Similarly, former Secretary of State Henry Kissinger is with another Washington research
organization, the Center for Strategic and International Studies.
Also at CSIS is former Ambassador to the U.N. and to Afghanistan, Zalmay Khalilzad. Similar
examples can be found in other Washington 'think tanks.'
Ambassador Bolton says this is a normal -- and logical -- aspect of the Washington policy process.
"For people like myself who have the luxury of coming back to a research institute, it is a way to
'recharge our batteries' intellectually," Bolton said. "It is a way to think about policy without
having the day-to-day responsibility of making it, or recommending it, or discussing it in the
governmental context. And, I think [that] from the point of view of the overall effectiveness of the
American government, that is a very, very important contribution that the 'think tanks' make."
At The Center for American Progress, Chief Operating Officer Neera Tanden says being out of
power actually caused her research organization to be created.
"Under First Lady Hillary Rodham Clinton, I was one of her domestic policy advisors. And, when
she decided to run for the Senate [in 2000], I worked for her then," explained Tanden. "But then,
when we came out of power [with the election of Republican George W. Bush], we recognized -Hillary recognized, [former White House Chief of Staff] John Podesta recognized, [and now
former] President Clinton recognized there was no organization that worked across issues to try
and move the debate over the long term in a more progressive direction. That is one of the reasons
why I, along with John Podesta, started the Center for American Progress."
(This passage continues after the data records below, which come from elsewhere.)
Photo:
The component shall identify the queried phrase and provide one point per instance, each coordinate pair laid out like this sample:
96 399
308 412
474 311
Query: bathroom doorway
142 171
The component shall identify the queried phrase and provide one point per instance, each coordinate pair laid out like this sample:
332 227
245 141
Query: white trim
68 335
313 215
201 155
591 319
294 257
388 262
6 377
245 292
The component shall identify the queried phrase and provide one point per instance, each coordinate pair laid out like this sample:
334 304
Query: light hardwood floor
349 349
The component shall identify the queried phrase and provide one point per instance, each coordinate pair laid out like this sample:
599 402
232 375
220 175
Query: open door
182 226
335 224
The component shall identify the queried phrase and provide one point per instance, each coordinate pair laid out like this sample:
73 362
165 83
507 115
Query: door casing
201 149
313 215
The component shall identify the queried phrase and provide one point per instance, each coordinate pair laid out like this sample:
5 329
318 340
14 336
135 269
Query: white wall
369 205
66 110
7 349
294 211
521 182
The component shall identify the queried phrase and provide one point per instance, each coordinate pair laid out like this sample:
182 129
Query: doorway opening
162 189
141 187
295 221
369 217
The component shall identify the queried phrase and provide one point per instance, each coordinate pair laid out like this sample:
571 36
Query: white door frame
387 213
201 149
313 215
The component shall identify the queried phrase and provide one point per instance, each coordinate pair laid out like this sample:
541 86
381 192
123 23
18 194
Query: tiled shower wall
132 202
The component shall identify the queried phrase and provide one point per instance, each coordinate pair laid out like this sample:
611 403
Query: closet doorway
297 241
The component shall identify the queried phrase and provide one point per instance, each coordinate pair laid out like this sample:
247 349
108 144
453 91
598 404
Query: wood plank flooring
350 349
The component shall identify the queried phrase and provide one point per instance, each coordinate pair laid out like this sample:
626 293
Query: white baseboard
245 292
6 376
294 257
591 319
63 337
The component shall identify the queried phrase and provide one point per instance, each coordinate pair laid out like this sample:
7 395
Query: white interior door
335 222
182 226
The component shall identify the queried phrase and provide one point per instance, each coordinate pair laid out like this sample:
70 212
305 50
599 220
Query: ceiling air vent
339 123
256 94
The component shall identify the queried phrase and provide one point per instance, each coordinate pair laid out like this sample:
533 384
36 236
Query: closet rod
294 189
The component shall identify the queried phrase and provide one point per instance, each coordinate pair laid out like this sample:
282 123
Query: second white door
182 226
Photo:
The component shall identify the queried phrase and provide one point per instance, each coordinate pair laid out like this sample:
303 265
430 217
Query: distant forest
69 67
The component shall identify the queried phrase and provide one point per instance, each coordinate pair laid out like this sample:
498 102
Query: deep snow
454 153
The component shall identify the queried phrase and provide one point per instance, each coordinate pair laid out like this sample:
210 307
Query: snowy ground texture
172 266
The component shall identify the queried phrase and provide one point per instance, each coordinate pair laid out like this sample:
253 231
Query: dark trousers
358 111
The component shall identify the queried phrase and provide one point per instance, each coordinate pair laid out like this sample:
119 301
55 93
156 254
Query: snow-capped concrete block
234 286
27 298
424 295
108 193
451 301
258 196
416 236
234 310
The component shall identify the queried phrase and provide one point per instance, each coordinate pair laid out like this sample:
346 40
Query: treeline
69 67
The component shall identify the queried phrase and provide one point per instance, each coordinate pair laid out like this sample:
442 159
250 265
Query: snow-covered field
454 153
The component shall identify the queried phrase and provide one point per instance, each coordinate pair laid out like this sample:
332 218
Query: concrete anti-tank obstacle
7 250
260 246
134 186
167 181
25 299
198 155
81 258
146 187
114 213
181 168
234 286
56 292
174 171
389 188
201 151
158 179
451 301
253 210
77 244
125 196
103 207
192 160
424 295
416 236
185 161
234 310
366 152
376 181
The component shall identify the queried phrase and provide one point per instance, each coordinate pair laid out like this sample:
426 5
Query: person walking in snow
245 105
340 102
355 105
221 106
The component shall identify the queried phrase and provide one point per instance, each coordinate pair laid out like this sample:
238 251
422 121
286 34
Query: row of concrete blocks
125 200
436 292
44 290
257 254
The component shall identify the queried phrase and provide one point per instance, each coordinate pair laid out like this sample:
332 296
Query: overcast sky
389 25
While many Washington research organizations have a number of people who served in previous
presidential administrations, Jeffrey Hiday says the so-called "revolving door" is smaller, and

slower, at the RAND Corporation.


"In the last change of [presidential] administration [Bush - Obama], we may have lost a half dozen
researchers to the Obama administration. We may have picked up a handful [of people] from the
[George W.] Bush administration. But, bear in mind, we have close to 900 researchers. We are a
quite large organization," Hiday said.
Creating and carrying out policy is a core function of government. The policy process is
complicated, requiring highly experienced people who know in detail what needs to be in place.
And, because of that, research organizations -- 'think tanks' -- have been, and will be ... an
important, even essential, part of that endeavor.